零士は、リアルな夢で、事件の一部始終を見ている。全く関係ないのだが、なんだか、深く関与しているような感覚になり、抵抗することなく、同行した。
アパートの下には赤色灯を回しているパトカーが止まっていて、いかつい男たちが何人もいる。周辺の住民も、パトカーを見て集まってきていた。
手錠こそされなかったが、まるで犯人扱いだ。
零士は、自分は想定以上に厳しい状況に陥っていることを認識した。
警察署に入った射場零士は、取調室に連れて行かれた。
机を挟んで山崎警部が座り、入口近くの机には、五十嵐が座り、記録を取っている。
始めに通り一遍の質問で、本人確認と事件当夜のアリバイを聞かれた。
「その日の夜は疲れていて、部屋に戻るとすぐに横になりました。一人暮らしなので、それを証明しろと言われても無理です。」
これ以上にこたえられなかった。
緊迫した場面はこれまで記者としての取材経験の中で幾度も経験している。取り調べもこれが初めてではない。ゴシップネタを追っていた時、幾度か、取材対象から警察へ通報され、不審者として連行されたことがある。警察としても通報を受けた以上動かざるを得ないし、逮捕されても、具体的な罪状は問えない状況なのは明白で、形式的な取り調べのあと、解放されるのだ。中には、かなりこっぴどくやられたこともあるが、最近では、コンプライアンスとかで、陰湿だったり暴力的な取り調べは厳禁とされ、おかしいくらいに丁寧な物腰で取り調べが進むこともある。そういう経験を幾度かしているので、今回もさほど恐怖は感じていなかった。実際に、自分はあの事件には一切関与していない。
「被害者の一人、本田幸子さんが犯人を目撃していてね。写真を見せたら、君だと証言したんだよ。」
山崎警部が抑え気味の声でそう言った。
これには、零士は驚くしかなかった。全くの冤罪だ。
「目撃証言はかなり重要なのは君にもわかるだろう?」
零士が驚く様子を見て、山崎はさらに落ち着いた口調で言った。
このままだと犯人にされてしまう。零士が直感した。
「人違いです。」
零士はそういうしかなかった。幸子が片岡優香を殺害し、自分の胸にもアイスピックを突き立てた。その一部始終を見たといっても、夢の中だ。奇跡的に自分が見た夢が現実に起きた事件と一致しただけで、その場にいたわけではない。
「だが、君にはアリバイがない。それに、君のアパートから現場までは遠くない。可能性は高い。・・それに、君は以前、片岡優香さんを追いかけていたらしいじゃないか。ゴシップ記事のネタにでもしようとしたのだろうが、その時、行き過ぎた取材で訴えられていたようだな。それを恨んで殺害した。
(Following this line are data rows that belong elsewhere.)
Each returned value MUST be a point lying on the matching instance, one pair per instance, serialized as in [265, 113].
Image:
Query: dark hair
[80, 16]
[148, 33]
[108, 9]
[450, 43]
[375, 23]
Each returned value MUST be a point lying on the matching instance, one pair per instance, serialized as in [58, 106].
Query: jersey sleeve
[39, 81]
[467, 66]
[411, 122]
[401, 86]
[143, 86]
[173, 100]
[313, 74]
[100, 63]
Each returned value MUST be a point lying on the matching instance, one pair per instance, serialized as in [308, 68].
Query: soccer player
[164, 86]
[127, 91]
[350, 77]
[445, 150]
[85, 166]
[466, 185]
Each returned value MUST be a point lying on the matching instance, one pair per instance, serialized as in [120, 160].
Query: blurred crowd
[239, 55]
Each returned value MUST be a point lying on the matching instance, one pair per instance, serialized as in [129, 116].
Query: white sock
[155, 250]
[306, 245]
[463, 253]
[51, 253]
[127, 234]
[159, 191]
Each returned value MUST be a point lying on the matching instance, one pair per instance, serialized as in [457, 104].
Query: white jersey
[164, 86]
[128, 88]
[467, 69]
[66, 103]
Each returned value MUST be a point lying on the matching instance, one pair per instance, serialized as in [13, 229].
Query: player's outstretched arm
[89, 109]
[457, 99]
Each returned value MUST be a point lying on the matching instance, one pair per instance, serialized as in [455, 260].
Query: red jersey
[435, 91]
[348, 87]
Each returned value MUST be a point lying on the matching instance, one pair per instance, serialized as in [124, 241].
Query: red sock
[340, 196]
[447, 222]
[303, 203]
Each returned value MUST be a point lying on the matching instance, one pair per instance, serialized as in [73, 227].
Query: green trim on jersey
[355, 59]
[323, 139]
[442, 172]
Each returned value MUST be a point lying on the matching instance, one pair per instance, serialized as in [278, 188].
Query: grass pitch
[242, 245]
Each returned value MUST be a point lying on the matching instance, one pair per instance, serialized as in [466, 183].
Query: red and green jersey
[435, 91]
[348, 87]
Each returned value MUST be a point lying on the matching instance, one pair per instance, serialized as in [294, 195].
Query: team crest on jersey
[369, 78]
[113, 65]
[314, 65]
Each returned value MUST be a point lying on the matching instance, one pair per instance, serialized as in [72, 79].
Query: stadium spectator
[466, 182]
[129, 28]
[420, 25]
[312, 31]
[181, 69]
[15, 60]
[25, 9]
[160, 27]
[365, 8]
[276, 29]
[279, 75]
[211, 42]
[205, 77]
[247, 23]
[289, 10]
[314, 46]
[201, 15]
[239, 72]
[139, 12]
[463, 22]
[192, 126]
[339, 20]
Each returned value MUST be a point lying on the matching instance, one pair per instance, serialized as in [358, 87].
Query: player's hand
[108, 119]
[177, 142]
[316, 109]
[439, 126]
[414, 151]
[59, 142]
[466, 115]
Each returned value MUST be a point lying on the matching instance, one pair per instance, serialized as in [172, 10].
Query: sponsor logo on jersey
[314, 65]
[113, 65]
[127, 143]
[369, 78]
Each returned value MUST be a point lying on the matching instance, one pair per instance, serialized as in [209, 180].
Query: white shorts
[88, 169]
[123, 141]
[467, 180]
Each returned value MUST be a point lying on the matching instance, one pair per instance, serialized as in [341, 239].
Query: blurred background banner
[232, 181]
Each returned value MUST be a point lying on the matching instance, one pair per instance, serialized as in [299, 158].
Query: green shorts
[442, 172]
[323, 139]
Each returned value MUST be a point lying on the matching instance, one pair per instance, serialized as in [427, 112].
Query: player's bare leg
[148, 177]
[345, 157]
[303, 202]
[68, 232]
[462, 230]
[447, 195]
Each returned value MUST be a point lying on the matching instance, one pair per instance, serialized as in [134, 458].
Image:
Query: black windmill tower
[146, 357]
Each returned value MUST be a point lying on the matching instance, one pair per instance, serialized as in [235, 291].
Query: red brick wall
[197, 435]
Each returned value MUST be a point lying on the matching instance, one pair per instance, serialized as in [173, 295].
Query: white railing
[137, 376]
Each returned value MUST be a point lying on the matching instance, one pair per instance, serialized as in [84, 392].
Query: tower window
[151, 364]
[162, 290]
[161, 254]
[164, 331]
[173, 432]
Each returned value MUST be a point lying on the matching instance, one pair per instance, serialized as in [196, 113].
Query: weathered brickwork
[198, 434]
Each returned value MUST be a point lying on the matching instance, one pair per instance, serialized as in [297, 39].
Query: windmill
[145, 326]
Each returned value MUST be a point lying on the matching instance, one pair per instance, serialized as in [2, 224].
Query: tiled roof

そういう筋書になるんだが。」
確かに数年前、片岡優香の不倫疑惑を取材した。そして、その時、事務所から訴えられたのも事実だった。だが、そんなことで恨んで殺害するなどありえない。そんなことは日常茶飯事だったし、対して自分に実害があったわけでもない。恨むことなどありえない。だが、目撃証言と過去のいきさつで、警察は一気に犯人に仕立て上げてしまうこともやりかねない。
「そんな・・僕じゃありません。やっていません。」
否定するしかない。黙秘するという方法もあるが、それは心証を悪くするだけ。とにかく、否定し続けるしかないと心に決めた。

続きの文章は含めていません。